It was a late night pick up for the journey home and I asked the female driver about her working hours.
“I usually start at 11am and finish at 11pm, six days a week,” she told me, adding that she has kept this punishing schedule for the last seven years.
Adeline (not her real name) then confided that her average monthly take home pay was RM6,000-RM7,000 nett, after deducting all her expenses.
Her take home pay was somewhat surprising, and she claimed that her parents supported her career choice even though there was a stigma attached to it.
Adeline is one of an estimated four million people in Malaysia or about 26% of the workforce employed in the gig economy. This is almost double the global average.
For many, the gig economy offers an opportunity to earn extra income with flexibility and autonomy. These gig economy workers do not want to be tied down by a rigid employment system.
Even the inducement of annual leave, medical benefits, Social Security Organisation (PERKESO), the Employees Provident Fund (EPF) and fixed salaries are not enough to sway this vast number of the labour force from moving to permanent employment.
And why should they when the country’s minimum wage (RM1,700 as of Feb 1, 2025) is still well short of a living wage.
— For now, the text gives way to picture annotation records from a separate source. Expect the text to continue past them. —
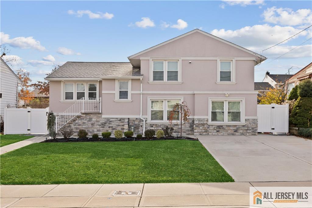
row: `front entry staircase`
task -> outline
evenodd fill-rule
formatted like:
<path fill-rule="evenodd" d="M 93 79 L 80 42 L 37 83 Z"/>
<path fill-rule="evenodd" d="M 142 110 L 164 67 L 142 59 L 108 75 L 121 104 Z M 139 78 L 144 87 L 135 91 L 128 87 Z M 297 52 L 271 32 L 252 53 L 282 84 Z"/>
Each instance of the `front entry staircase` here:
<path fill-rule="evenodd" d="M 101 112 L 101 98 L 84 97 L 78 100 L 72 106 L 62 113 L 56 118 L 56 132 L 81 113 Z"/>

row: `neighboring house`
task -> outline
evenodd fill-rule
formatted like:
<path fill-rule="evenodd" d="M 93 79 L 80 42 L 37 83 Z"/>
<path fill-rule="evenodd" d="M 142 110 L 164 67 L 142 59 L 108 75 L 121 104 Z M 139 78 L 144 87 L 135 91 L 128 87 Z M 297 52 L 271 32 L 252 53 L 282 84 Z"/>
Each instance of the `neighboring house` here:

Economists estimate that to survive in the Klang Valley (the figures are lower in other parts of the country), one would need a minimum living wage of RM2,700.
And even this figure, based on a Bank Negara Malaysia study in 2018, should be adjusted for inflation.
It is no surprise then that younger Malaysians who are entering the workforce, including graduates, find the gig economy with its flexibility and higher salaries, much more attractive. In fact, the number of retirees who are also involved in the gig economy is steadily increasing.
Delivery riders, couriers and e-hailing drivers earn an average of RM3,500-RM4,000. And if they are diligent, can take home monthly earnings of up to RM7,000.
But while the gig economy has helped young people as well as small businesses, it presents a conundrum to the government. Many of these workers do not have rainy day protection.
Accidents involving these types of workers are on the rise and what happens if you are incapacitated for a period? You would then have zero earnings. Many of them do not have enough savings to last three months.
At the height of the pandemic, the government introduced RM50mil matching grants for gig platforms that encourage their workers to save more and contribute to PERKESO and EPF. But this has not really gained traction.
This emphasis on the gig economy has ensured an over-reliance on foreign workers to fill minimum wage vacancies. This is a huge concern because estimates put these foreign workers’ outward remittance at around RM40bil annually. Bank Negara data indicates that this outflow is seeing sharp rise since 2010.
The government needs to take proactive steps to curtail the outflow of ringgit, but to do so would mean sharply reducing the reliance on foreign labour. The obvious answer is to pay Malaysians more so that the jobs that these foreign workers filled up are taken over by locals.
These include positions in the plantation, F&B, construction, and security sectors.
An example of this would be security guards. They are everywhere now – malls, offices, and private residences – and invariably are foreigners. Many of them have a poor command of Bahasa Malaysia and have difficulty communicating.
Why not utilise locals who are co-opted as Polis Bantuan or Police Reserves instead? Pay them better salaries and benefits. The stigma of being a “lowly” security guard will diminish over time as this sector becomes a viable employment opportunity.
In Budget 2025 it was announced that following the pilot programme for the Progressive Wage Policy (DGP) in June, it will be fully implemented next year, with a budget of RM200mil benefiting 50,000 workers.
This DGP, a Human Resources Ministry initiative, seems like a step in the right direction, but employers, especially in the manufacturing sector, have been given scant information about its implementation.
What we do know is that the DGP will act as a new measure to reform the labour market, aiming to raise wages in line with productivity and experience. Upskilling training programmes will be conducted to ensure wage rates increase in accordance with workers’ skills and performance and the ministry will also publish starting salary guidelines for all employment sectors.
Hopefully, these starting salaries will be attractive enough to offer alternative employment for gig workers. But the initial sum allocated for this – RM200mil – is not a big amount if we take the base living wage – RM2,700, as a starting point.